La pauvreté et, dans l’épisode évoqué, la faim obligent à une lutte de chaque jour, de chaque instant : « Ce monde des algorithmes transforme notre instabilité passagère en désespoir permanent ». La pauvreté oblige à la docilité, elle oblige à rester aux aguets, sur le qui-vive. Le comble est qu’il faut payer pour obtenir les bons algorithmes et trouver un travail pour chaque jour. Mais heureusement pour Courtès, le prix de cette pauvreté est allégé par la pratique de l’écriture. Erri De Luca disait en gros la même chose quand il traduisait la Bible hébraïque avant de se rendre sur ses chantiers de maçon ou de terrassier.
Courtès s’efforce de rester bien habillé ; il souffre du dos, des mains, des jambes, mais il tait cette douleur, et fréquente peu les médecins. Il a été un enfant et un adolescent heureux, il a partagé une existence paisible avec ses camarades de la campagne qui tous travaillaient de leurs mains, et ses mains à lui sont des « mains d’œuvre », qu’il s’agisse de tenir un stylo ou un marteau comme avant son Rolleiflex. Courtès est de ce temps où l’on parlait de politesse et non de ce vague « vivre ensemble » qu’on nous sert comme le reste dans de la com’. Les cadres sont « cool » et leur travail peu salissant. Courtès décrit avec précision et vigueur cette mécanique d’apparence fluide.
La vraie souffrance qu’il connaît est autre. Il est seul, a du mal à entretenir des relations sociales sans se sentir vaguement honteux ou coupable. Le pire est la séparation d’avec ses enfants. Ils sont partis avec leur mère au Québec, sa fille ne veut pas entendre parler de lui, ne lit aucun de ses romans. Son fils…

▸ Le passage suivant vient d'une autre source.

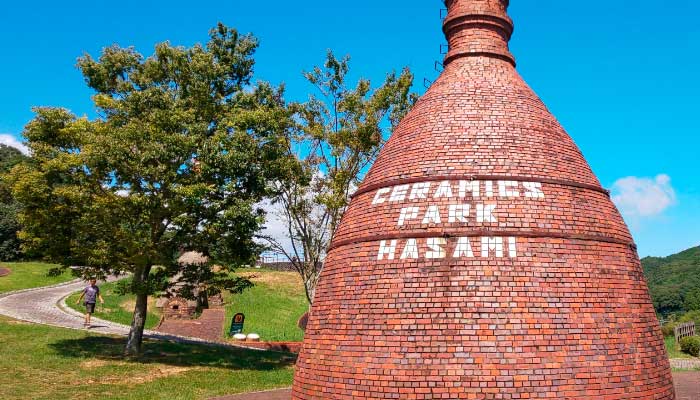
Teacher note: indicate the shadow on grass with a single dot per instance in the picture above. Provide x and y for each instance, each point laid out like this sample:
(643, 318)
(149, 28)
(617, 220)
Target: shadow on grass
(176, 354)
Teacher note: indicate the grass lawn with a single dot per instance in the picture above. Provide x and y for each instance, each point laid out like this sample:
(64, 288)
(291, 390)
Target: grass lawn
(674, 350)
(117, 308)
(272, 307)
(41, 362)
(27, 275)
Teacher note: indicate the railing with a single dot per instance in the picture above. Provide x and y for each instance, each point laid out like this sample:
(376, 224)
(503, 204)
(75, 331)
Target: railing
(684, 330)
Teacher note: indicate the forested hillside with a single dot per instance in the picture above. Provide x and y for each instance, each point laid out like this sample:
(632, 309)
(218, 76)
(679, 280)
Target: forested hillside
(674, 281)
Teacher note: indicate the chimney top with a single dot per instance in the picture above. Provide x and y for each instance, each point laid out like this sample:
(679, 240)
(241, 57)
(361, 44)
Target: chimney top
(478, 28)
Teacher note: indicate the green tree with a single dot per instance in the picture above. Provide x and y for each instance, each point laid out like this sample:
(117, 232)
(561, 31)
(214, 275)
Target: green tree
(9, 207)
(691, 302)
(180, 156)
(339, 135)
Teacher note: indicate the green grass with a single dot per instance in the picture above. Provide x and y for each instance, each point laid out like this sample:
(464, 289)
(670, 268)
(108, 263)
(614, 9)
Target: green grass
(272, 307)
(674, 350)
(41, 362)
(26, 275)
(116, 308)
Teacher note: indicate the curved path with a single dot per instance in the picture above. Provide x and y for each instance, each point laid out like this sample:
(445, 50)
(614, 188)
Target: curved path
(47, 306)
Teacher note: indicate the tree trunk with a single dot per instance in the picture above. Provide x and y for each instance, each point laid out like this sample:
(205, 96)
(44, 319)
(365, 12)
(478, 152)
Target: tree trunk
(138, 322)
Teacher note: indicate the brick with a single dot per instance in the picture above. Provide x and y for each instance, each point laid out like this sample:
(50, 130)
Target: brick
(508, 271)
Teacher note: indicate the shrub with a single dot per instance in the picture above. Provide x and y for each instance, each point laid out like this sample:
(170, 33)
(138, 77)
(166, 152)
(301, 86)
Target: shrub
(668, 329)
(691, 345)
(692, 316)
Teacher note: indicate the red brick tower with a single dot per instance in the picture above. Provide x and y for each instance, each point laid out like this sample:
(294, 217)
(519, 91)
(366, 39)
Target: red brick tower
(480, 258)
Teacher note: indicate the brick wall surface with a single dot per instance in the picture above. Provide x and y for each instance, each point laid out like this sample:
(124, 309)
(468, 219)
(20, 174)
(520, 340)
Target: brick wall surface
(480, 259)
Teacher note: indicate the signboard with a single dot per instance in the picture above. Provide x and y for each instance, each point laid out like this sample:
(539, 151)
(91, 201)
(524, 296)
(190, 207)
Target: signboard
(237, 324)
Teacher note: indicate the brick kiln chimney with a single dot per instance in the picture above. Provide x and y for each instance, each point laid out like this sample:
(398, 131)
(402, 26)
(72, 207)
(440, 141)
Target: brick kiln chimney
(480, 258)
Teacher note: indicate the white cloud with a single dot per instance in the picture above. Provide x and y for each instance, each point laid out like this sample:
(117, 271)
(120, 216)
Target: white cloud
(12, 141)
(643, 197)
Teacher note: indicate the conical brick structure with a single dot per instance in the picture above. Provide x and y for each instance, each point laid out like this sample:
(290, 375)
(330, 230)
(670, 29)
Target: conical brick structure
(480, 258)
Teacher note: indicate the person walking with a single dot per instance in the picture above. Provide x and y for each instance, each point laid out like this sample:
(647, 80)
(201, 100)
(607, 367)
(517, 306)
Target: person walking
(90, 294)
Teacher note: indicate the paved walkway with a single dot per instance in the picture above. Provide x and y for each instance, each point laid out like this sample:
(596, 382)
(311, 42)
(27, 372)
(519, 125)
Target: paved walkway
(47, 306)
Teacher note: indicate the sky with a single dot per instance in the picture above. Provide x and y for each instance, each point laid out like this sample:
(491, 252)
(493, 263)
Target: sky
(621, 76)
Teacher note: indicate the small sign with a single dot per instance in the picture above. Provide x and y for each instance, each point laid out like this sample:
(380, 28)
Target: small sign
(237, 324)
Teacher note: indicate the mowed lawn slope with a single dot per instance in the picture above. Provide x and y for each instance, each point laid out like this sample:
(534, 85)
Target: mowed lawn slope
(117, 308)
(41, 362)
(26, 275)
(272, 307)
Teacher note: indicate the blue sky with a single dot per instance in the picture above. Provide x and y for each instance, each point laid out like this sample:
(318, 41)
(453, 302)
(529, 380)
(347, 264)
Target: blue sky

Les bonnes raisons de lire À pied d’œuvre ne manquent pas. C’est un récit qui dérange, irrite, blesse. C’est un livre courageux, écrit dans l’adversité du quotidien, de la fatigue, des souffrances. L’auteur évoque son grand-père qui s’était évadé plusieurs fois du Stalag sans y voir du courage. Courtès, lui, ne se sent « ni con ni courageux ». On peut le démentir sur le second adjectif.